What is the resistance of a cube

[Kilowatt]

What is the resistance of a cube that has a 1 ohm resister on each side
measured between opposite corners?

 

[krw]

What is the resistance of a cube that has a 1 ohm resister on each side
measured between opposite corners?

Flatten out the cube. Assume your two corners are 'X' and 'Y', and the
corners that are attached to 'X' through one resistors are 'A', 'B',
and 'C'. The corners thusly connected to 'Y' are 'D', 'E', and 'F'.
You then have three resistors XA, XB, and XC and three symmetrical at
the other corner: YD, YE, and YF. Inbetween there are six resistors;
AD, AE, BD, BF, CE, and CF. By symmetry we can see that the voltage at
A=B=C and D=E=F, so we can consider all the resistors in these three
sets in parallel. Thus the total resistance is (XA||XB||XC)+
(AD||AE||BD||BF||CE||CF)+(YD||YE||YF), or 1/3 + 1/6 + 1/3.

 

[John McGaw]

What is the resistance of a cube that has a 1 ohm resister on each side
measured between opposite corners?

Gawd! Is that one still floating around? That was one of the questions given
in the early stages of the basic electronics course in my junior year of HS
back in 1963...

 

[Jimmie]

Gawd! Is that one still floating around? That was one of the questions
given
in the early stages of the basic electronics course in my junior year of
HS
back in 1963...

Seems it never goes away. When I first saw it in the late 60's it was
presented to me and a friend of mine by a retired engineer from GE. My
friend who was in college at the time took about 2 days and several sheets
of paper to work it out. I was a junior in HS and worked it out in my head
in about fifteen minutes. Not bragging, I saw the symetry and the easy way
to work it. My friend attacked it in a way that did not depend on the
symetry of the network.I am sure his better understanding of networks led
him in the direction he went and my ignorance in mine.

 

[Sylvia Else]

Build the cube and drive with a 3 amp ideal current source.
Apply Kirchoff's Current Law in presence of symmetry to see how
the current splits evenly along edges of the cube. Then add up
the voltage drops along any 1 path, divide by 3 amps, and
you have the resistance.

Now a more interesting question is replace the 1 ohm resistors
with 470-ohm, silver fourth band (10% tolerance) resistors.
How does the "tolerance" of this effective network compare to
the 10% tolerance of the individual components?

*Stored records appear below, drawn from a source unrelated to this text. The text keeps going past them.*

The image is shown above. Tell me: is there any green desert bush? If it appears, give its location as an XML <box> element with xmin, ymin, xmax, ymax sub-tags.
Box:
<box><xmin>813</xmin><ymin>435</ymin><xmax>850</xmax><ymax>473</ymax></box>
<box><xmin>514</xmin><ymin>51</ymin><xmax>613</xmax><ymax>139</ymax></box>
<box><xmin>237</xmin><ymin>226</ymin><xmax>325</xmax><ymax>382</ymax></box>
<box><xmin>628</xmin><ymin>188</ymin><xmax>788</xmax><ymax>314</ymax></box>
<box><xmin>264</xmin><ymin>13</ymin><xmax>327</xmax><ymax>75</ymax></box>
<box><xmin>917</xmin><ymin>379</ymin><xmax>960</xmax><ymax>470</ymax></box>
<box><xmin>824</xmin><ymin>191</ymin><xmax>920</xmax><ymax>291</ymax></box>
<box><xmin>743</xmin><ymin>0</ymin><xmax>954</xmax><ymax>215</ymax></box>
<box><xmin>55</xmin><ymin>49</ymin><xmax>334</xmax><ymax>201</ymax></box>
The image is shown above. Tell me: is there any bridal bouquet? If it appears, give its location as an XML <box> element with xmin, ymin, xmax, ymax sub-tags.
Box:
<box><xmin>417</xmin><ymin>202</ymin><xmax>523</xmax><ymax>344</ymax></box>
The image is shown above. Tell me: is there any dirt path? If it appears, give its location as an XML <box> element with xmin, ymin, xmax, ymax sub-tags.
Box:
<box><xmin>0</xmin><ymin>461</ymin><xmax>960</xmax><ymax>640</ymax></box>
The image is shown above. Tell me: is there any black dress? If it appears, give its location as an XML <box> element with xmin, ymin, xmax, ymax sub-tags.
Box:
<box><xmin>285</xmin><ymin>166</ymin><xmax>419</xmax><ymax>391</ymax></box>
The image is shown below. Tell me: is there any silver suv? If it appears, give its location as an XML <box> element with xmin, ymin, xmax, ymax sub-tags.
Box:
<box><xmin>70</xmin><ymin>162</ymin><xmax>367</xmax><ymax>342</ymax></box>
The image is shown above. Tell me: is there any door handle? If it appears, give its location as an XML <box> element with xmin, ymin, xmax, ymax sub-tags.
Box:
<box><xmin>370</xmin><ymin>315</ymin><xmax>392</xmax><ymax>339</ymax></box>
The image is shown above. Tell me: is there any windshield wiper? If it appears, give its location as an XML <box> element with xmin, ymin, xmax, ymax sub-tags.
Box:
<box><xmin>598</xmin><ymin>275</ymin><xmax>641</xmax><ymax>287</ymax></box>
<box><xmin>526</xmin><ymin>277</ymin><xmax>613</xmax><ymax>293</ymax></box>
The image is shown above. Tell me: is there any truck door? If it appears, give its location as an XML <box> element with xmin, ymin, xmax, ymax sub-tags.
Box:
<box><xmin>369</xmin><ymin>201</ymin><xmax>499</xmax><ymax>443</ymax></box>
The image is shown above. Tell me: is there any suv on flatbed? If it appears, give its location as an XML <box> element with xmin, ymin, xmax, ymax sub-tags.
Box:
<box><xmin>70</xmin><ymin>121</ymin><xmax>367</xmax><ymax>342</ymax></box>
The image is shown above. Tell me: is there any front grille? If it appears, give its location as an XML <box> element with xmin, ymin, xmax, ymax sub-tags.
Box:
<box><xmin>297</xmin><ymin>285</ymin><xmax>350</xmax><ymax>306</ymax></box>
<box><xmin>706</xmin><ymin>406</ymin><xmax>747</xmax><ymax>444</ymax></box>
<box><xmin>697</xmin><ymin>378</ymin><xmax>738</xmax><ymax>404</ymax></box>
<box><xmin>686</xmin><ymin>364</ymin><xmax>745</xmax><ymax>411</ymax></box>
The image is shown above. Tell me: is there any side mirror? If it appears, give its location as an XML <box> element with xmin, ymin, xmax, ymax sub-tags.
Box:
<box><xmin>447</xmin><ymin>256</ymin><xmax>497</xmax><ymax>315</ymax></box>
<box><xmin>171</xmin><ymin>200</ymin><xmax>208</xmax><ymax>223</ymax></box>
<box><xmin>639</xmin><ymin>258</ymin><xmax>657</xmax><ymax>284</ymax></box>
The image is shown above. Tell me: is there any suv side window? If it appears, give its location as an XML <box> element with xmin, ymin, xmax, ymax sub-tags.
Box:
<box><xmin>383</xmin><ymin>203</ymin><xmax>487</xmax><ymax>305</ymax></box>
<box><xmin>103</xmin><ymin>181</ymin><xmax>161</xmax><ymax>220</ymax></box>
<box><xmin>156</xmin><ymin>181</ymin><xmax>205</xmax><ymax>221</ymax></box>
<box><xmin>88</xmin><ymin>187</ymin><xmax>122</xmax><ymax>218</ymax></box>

For simplicity,
assume that the individual resistors fall within a uniform
distribution from 423 through 517 ohm.

Why?

When considering tolerances, one isn't interested in a design that will
probably work given the distribution of component values within their
tolerance limits. One wants a design that definitely will work even if
all the components are at their worst case permitted values.

So the tolerance of the cube made of 10% resistors (of the same nominal
value) is still 10% isn't it?

Sylvia.

 

[daestrom]

Why?

When considering tolerances, one isn't interested in a design that will
probably work given the distribution of component values within their
tolerance limits. One wants a design that definitely will work even if all
the components are at their worst case permitted values.

So the tolerance of the cube made of 10% resistors (of the same nominal
value) is still 10% isn't it?

But I think his point is more about how 'balanced' it will be. Presumably
the cube is used instead of a single resistor for a reason. If some
resistors are high, while others low, how will the imbalance affect some of
the current distribution. Will the non-uniformity upset the current balance
enough to dissipate too much power in some resistors?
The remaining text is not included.